Johnny Coca leaves Mulberry
The Spanish-born and multi-lingual designer will leave Mulberry at the end of March, some five years after taking up his position at the house. He initially joined Mulberry after a highly successful stint at Celine – under then-creative director Phoebe Philo – after working with Marc Jacobs at Louis Vuitton.
Coca’s tenure coincided with a period of international expansion at the British house. His nomination saw Mulberry launch such iconic bags as the Amberley and the Iris; as well as develop tremendously both the brand's eyewear and sneaker categories. Also, he achieved in re-launching Mulberry's men’s accessories and jewelry ranges.
“I have loved my time with this iconic, British heritage brand and would like to thank the amazing teams and everyone who has supported me during my time here. I am proud of everything we have achieved and the collections we have created. The passion and dedication I have seen at Mulberry has been incredible and I am honored to have been part of the brand’s history,” said Coca in a release.
During Coca’s tenure, Mulberry staged a series of consumer events in the UK, Japan, South Korea, North America, Europe and Australia as part of the brand’s international expansion.
“Coca’s last collection for the brand will be Spring Summer 2021 and Mulberry has begun the process of finding a successor,” Mulberry noted in the release.
Coca’s last event for Mulberry was a three-day program of events at its New Bond Street store, during London Fashion Week in February. One segment, entitled Made to Last, invited customers to immerse themselves in the world of the luxury handbag manufacturer with experiential initiatives. The house even “transported” its Somerset factory to London, allowing guests to see how its new 100% sustainable leather Portobello Tote was created by its craftspeople. Coca, who was known for favoring kilts in his general attire, led on to a series of talks on creativity and sustainability with guests.
The affable and popular Coca garnered generally positive reviews for his Mulberry fashion collections. They tended to blend historicism – from British Tudor to English country house gentility – with 'It-gal' sass and a punk attitude.
“I would like to thank Johnny for everything he has contributed to the brand over the past five years. Johnny’s creative vision has been a key element in delivering our strategy to develop Mulberry as an international lifestyle brand,” Mulberry CEO Thierry Andretta added.
“As we head towards our 50th anniversary in 2021, we continue to focus on our strategy to build Mulberry as a global luxury brand. We remain committed to developing responsible, innovative products, underpinned by a strong in-house creative team and our international direct-to-consumer omni-channel business model,” the CEO said.

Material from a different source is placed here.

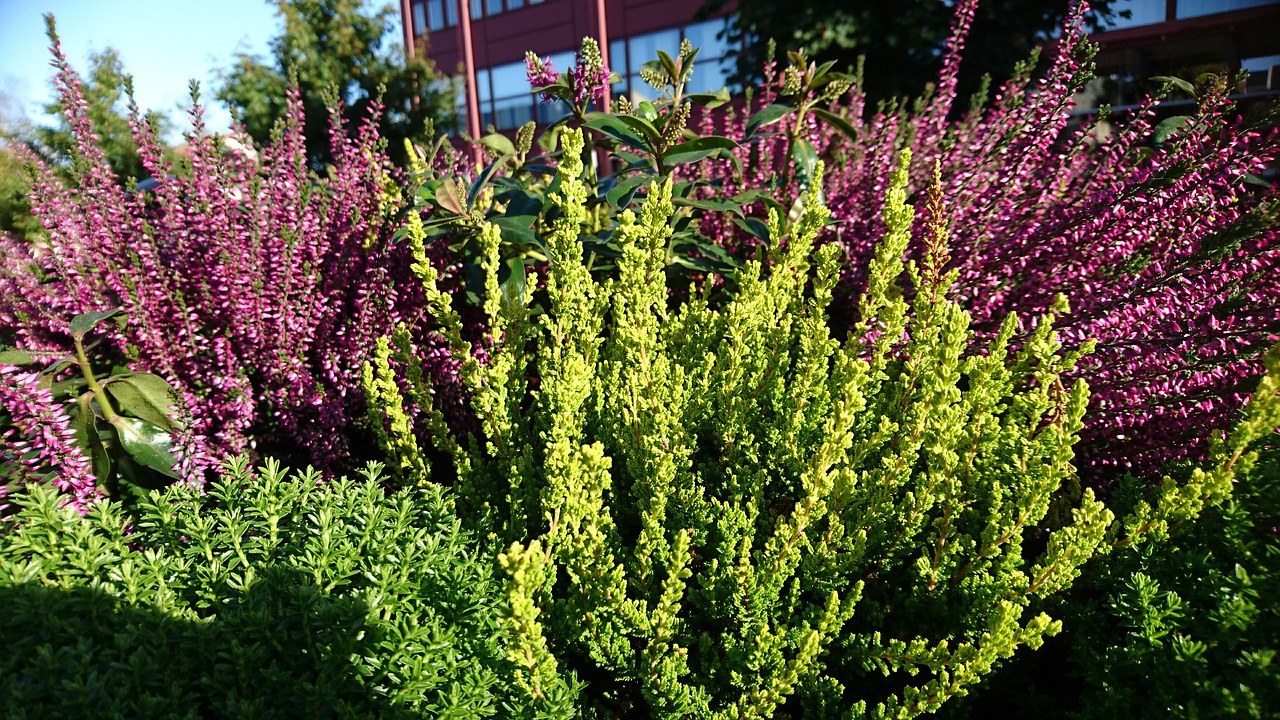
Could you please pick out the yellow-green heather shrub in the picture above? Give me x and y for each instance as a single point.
(718, 510)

That said, even though it is one of the UK’s most famous marques, noted for its British aesthetic and value for money products, Mulberry has had difficulty in the past gaining traction in its drive as to reinvent itself as a true international prestige marque. As a result, Mulberry has struggled to become truly profitable, and its share price has nosedived from a high of 1,132.50p in September 2016 to 147p today, as seen this morning on the London Stock Exchange.
In February, British retail investor Mike Ashley bought a 12.5% stake in Mulberry via his department store chain House of Fraser, which included the brand amongst its retail offerings for many years.
In its most recent results, Mulberry suffered a 2% decline in global sales, ending up at £166 million as of the end of March 2019; and endured a £5 million loss.